The choice for the input-output linearization gives $\ddot{y} = v$. So if we now look at the error dynamics one gets
\begin{align} \ddot{e} &= \ddot{y} - \ddot{y}_d \\ &= v - \ddot{y}_d \\ &= \ddot{y}_d - k_1\,e - k_2\,\dot{e} - \ddot{y}_d \\ &= - k_1\,e - k_2\,\dot{e} \end{align}
Coming up with this $v$ is common choice in linear control. Namely as stated before $\ddot{y}_d$ acts as feedforward. The remaining two terms act as state feedback, for example after applying the feedforward, so define $v = \ddot{y}_d + w$, the error dynamics can also be written as
$$ \dot{z} = \underbrace{ \begin{bmatrix} 0 & 1 \\ 0 & 0 \end{bmatrix} }_A z + \underbrace{ \begin{bmatrix} 0 \\ 1 \end{bmatrix} }_B w, $$
with $z = \begin{bmatrix}e & \dot{e}\end{bmatrix}^\top$. Now by using state feedback $w = -K\,z$ we get the closed loop dynamics $\dot{z} = (A - B\,K)\,z$, which decays exponentially to zero if $A - B\,K$ is Hurwitz.
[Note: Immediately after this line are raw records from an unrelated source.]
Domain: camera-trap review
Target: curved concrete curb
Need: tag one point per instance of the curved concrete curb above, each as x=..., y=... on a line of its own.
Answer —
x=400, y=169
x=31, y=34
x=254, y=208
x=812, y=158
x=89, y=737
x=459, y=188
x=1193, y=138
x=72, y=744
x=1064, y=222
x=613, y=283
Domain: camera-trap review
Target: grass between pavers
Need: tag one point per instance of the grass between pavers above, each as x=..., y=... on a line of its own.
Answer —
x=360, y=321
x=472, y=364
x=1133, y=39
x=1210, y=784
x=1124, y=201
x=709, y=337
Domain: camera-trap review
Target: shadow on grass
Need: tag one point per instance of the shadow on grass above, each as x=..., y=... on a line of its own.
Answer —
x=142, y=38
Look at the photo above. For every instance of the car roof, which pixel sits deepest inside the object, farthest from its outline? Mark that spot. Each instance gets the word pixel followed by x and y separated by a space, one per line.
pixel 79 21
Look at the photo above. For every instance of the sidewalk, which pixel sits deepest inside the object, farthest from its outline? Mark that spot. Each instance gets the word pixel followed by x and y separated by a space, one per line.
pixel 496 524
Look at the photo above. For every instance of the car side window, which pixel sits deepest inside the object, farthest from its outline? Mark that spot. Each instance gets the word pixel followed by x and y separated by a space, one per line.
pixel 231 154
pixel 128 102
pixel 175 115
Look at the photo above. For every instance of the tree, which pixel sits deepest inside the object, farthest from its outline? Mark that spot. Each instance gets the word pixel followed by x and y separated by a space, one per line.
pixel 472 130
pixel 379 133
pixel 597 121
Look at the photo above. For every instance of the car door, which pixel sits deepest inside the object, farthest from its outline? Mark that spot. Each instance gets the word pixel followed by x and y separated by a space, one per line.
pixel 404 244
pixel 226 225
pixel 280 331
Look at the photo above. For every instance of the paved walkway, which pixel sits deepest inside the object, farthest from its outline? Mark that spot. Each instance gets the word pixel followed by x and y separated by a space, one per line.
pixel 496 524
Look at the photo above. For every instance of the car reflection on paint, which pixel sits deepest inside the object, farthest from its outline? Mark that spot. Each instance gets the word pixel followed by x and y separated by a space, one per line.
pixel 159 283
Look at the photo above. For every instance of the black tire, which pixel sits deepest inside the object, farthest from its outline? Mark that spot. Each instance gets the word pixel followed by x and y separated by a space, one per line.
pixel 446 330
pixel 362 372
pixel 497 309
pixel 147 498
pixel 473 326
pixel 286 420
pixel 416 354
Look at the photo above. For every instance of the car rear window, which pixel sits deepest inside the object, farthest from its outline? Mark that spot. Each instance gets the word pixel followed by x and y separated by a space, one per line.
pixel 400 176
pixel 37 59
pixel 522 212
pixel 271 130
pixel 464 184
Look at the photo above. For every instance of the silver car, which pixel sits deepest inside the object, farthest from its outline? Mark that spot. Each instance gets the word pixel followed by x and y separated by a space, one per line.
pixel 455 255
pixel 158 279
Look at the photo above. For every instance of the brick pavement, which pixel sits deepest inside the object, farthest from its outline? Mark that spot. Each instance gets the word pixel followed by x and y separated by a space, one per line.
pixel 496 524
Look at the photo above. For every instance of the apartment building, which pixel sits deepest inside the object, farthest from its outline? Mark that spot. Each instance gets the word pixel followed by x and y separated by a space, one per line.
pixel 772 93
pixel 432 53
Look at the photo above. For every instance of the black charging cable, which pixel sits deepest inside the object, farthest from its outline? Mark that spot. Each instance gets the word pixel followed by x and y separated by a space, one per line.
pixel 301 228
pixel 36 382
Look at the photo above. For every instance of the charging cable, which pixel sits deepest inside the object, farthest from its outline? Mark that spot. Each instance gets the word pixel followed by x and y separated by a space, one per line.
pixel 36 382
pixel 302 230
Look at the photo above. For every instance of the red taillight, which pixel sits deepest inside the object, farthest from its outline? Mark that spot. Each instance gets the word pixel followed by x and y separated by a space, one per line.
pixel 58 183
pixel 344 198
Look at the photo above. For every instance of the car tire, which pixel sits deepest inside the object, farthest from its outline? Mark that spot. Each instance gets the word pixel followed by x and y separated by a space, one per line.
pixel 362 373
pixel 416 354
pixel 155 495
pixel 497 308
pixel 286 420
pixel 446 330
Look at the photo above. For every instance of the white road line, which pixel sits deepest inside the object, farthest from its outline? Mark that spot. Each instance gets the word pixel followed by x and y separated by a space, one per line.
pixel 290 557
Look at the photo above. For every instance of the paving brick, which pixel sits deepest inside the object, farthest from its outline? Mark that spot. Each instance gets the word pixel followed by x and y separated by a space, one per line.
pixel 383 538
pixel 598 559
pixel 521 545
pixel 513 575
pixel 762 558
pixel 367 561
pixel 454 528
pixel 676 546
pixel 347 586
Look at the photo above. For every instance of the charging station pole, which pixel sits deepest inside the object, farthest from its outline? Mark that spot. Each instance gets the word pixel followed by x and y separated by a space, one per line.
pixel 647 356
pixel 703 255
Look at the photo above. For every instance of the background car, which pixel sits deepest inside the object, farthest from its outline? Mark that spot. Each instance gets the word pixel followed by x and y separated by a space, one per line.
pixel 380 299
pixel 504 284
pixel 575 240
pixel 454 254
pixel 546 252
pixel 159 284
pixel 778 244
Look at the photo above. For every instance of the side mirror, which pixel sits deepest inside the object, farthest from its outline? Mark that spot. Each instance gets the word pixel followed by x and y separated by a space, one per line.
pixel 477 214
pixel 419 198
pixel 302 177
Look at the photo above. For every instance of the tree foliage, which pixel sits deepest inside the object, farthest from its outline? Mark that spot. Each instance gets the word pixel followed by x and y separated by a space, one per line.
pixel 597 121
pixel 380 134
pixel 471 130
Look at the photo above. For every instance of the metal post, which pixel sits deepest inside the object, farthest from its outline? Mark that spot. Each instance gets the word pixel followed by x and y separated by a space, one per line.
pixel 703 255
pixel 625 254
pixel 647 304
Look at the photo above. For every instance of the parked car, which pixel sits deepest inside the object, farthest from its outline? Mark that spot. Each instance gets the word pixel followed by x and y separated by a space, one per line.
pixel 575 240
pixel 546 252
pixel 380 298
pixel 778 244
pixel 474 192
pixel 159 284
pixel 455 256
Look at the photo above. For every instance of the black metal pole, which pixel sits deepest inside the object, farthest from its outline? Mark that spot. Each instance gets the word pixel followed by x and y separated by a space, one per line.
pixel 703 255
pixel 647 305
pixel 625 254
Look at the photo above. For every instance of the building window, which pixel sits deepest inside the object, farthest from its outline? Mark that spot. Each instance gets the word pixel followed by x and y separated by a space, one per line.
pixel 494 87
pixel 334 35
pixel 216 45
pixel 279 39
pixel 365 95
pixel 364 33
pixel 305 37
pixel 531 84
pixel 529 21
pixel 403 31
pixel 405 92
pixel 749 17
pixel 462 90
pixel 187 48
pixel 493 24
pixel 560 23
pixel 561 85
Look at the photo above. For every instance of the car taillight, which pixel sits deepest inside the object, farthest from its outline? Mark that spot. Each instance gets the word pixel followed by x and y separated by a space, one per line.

Choosing a $K$ can be done with things like pole placement or LQR, but it can be shown that $A - B\,K$ is always Hurwitz when $k_1,k_2>0$, with $K = \begin{bmatrix}k_1 & k_2\end{bmatrix}$.
Lets say one would choose $v = \ddot{y} - k_1\,e - k_2\,\dot{e}$, plugging this into $\ddot{y}$ would give $k_1\,e + k_2\,\dot{e} = 0$. However, $v$ is chosen to be equal to $\ddot{y}$ so solving for $v$ would imply solving $v = v - k_1\,e - k_2\,\dot{e}$. This equation is only true when $k_1\,e + k_2\,\dot{e} = 0$ but you are not able to choose what $e$ and $\dot{e}$ are at any given moment. And if that equation would be true, then all values for $v$ would satisfy it. So either way it does not lead to a very sensible result.